Ricky sempat takut dengan resiko gajinya turun dan belum tentu ilmunya dihargai kalau pulang ke Indonesia. “Saya terus yakinkan dia dan memberi seluruh gaji saya tiap bulan untuknya. Saya minta dia membangun mimpi mobil listrik buatan anak Indonesia. Akhirnya dia mau dan kita buat Tuxuci, Selo dan Gendhis,” ujar Dahlan.
Ternyata ketiga mobil ini tak mendapat sambutan baik dari kolega Dahlan di Kemenristek. Padahal untuk membuat mobil listrik, Dahlan mengeluarkan biaya yang tidak sedikit. Bahkan untuk memaksa Ricky kembali ke Indonesia, Dahlan sampai rela seluruh gajinya sebagai menteri diberikan pada Ricky.

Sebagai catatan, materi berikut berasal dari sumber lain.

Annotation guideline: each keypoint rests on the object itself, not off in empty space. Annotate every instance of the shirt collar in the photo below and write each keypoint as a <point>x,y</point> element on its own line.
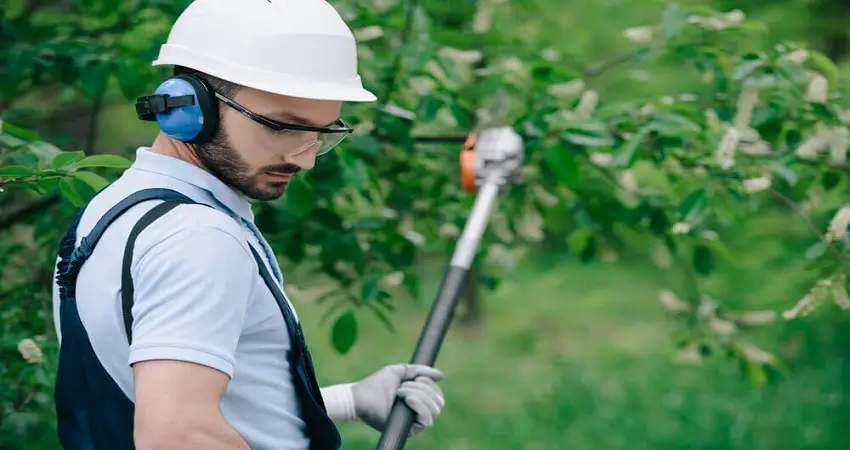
<point>226,196</point>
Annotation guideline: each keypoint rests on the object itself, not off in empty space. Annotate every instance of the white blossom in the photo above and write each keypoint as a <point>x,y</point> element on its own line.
<point>838,225</point>
<point>797,56</point>
<point>368,33</point>
<point>587,104</point>
<point>725,154</point>
<point>747,101</point>
<point>713,120</point>
<point>462,56</point>
<point>567,89</point>
<point>734,17</point>
<point>810,148</point>
<point>546,198</point>
<point>839,139</point>
<point>816,91</point>
<point>660,254</point>
<point>393,279</point>
<point>671,302</point>
<point>30,351</point>
<point>414,237</point>
<point>681,228</point>
<point>550,54</point>
<point>449,230</point>
<point>754,185</point>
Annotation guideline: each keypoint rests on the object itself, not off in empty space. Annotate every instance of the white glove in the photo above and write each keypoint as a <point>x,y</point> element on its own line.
<point>371,399</point>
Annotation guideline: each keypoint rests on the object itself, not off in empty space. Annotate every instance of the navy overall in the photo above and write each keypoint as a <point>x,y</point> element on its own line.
<point>92,411</point>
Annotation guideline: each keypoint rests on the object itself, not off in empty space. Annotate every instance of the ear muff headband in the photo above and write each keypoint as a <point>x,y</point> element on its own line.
<point>184,107</point>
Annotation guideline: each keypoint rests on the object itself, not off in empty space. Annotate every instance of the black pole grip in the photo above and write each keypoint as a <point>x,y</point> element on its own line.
<point>401,416</point>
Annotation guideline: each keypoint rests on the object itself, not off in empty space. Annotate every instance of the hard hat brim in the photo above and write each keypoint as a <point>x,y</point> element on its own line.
<point>350,90</point>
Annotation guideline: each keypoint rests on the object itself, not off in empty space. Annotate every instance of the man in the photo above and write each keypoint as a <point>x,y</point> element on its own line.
<point>175,332</point>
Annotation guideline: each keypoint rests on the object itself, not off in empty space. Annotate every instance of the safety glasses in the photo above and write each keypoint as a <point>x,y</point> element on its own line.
<point>326,138</point>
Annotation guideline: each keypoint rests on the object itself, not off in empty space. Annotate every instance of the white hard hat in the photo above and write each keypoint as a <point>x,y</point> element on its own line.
<point>299,48</point>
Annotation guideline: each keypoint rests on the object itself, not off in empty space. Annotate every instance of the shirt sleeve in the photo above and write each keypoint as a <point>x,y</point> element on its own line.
<point>192,291</point>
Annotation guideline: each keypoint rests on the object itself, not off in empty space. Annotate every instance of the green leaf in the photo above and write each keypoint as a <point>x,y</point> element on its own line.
<point>114,161</point>
<point>674,125</point>
<point>300,196</point>
<point>94,180</point>
<point>344,332</point>
<point>587,132</point>
<point>355,172</point>
<point>382,316</point>
<point>45,151</point>
<point>692,206</point>
<point>756,373</point>
<point>824,65</point>
<point>579,239</point>
<point>370,291</point>
<point>11,172</point>
<point>562,163</point>
<point>625,156</point>
<point>673,20</point>
<point>411,282</point>
<point>77,191</point>
<point>95,78</point>
<point>830,180</point>
<point>816,250</point>
<point>744,68</point>
<point>589,141</point>
<point>428,108</point>
<point>132,77</point>
<point>363,145</point>
<point>704,260</point>
<point>63,159</point>
<point>18,132</point>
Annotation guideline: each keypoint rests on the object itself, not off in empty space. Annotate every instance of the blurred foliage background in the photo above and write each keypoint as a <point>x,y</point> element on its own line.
<point>671,275</point>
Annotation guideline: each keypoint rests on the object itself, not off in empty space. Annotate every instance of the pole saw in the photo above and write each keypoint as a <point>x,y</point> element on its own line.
<point>490,160</point>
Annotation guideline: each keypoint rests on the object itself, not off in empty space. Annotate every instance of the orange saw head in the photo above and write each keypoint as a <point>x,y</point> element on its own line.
<point>492,153</point>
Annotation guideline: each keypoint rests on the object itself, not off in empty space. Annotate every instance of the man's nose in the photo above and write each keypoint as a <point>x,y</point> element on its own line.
<point>305,157</point>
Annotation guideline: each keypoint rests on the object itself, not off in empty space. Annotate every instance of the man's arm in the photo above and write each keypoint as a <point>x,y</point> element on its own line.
<point>177,407</point>
<point>192,292</point>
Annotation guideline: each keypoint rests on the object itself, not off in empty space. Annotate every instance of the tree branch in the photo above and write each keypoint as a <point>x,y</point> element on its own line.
<point>593,72</point>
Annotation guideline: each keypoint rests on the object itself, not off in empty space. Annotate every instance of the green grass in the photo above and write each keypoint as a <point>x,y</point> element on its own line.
<point>580,357</point>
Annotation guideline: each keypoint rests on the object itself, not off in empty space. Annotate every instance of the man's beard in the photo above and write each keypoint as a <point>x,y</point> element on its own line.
<point>222,161</point>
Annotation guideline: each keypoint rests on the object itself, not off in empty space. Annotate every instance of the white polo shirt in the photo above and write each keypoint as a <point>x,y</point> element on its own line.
<point>198,297</point>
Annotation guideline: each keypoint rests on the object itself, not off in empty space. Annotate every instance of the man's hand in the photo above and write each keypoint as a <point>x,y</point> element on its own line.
<point>416,384</point>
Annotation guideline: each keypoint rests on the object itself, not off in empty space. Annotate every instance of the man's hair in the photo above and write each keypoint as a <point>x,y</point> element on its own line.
<point>223,87</point>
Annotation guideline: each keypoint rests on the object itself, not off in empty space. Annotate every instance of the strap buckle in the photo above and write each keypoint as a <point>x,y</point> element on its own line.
<point>148,106</point>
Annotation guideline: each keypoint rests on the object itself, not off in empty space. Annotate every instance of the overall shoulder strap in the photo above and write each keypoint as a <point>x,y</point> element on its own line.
<point>124,205</point>
<point>127,288</point>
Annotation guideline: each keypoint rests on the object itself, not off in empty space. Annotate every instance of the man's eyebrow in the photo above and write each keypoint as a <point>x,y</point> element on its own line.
<point>294,118</point>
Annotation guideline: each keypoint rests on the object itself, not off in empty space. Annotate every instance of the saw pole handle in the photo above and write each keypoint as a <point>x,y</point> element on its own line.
<point>401,416</point>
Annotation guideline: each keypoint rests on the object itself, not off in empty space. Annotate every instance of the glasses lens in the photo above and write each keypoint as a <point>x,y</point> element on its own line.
<point>328,141</point>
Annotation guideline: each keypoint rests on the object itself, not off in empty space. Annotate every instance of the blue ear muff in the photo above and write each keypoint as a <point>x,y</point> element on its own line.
<point>184,107</point>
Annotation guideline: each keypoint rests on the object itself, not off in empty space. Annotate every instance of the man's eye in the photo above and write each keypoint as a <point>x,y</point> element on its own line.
<point>283,131</point>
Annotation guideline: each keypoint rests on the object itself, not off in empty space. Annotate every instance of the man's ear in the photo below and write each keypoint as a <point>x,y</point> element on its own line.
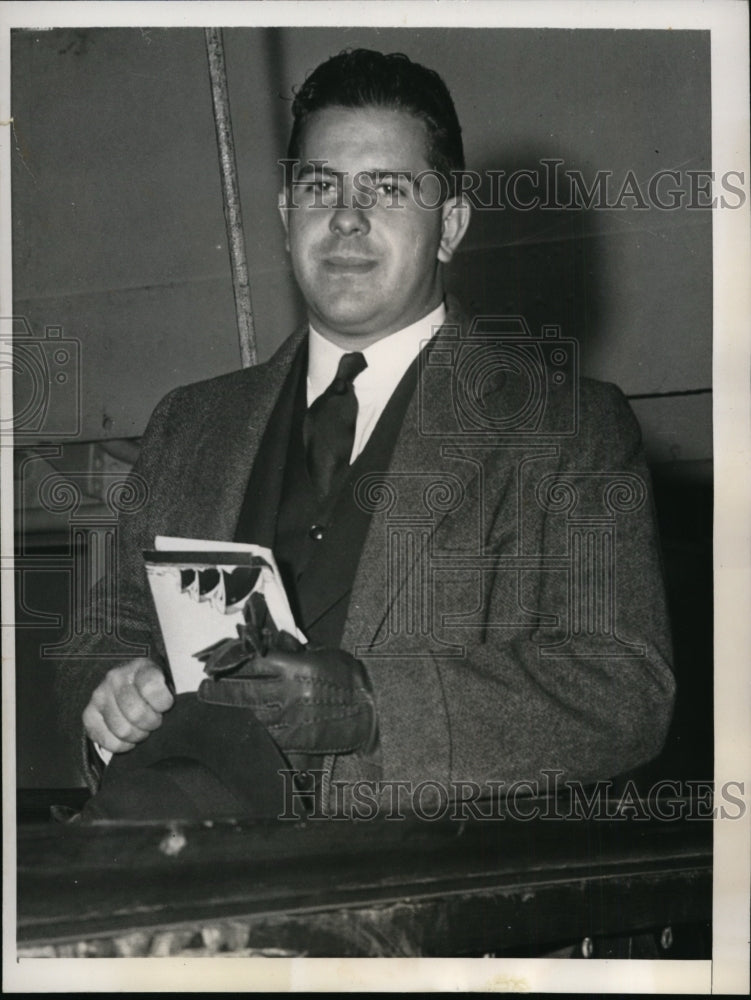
<point>284,214</point>
<point>455,215</point>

Ternyata kekhawatiran Ricky terjadi. Ternyata sambutan dalam negeri (soal mobil listrik) tidak baik. Tidak ada kepastian dan tidak ada ketentuan yang jelas. Saya harus minta maaf pada Ricky. Saya bayangkan dulu kalau orang pulang dari luar negeri bisa dimanfaatkan, ternyata tidak, “ tambah Dahlan masih dengan nada kecewa.
Dahlan seolah kehabisa alasan untuk tetap menahan pemuda cerdas itu bertahan di Indonesia. Apalagi hingga saat ini, Kemenristek juga tidak memberikan penjelasan, mengapa izin itu belum dikeluarkan. Padahal mobil listrik buatan Ricky sudah pernah mejeng di acara KTT APEC di Bali.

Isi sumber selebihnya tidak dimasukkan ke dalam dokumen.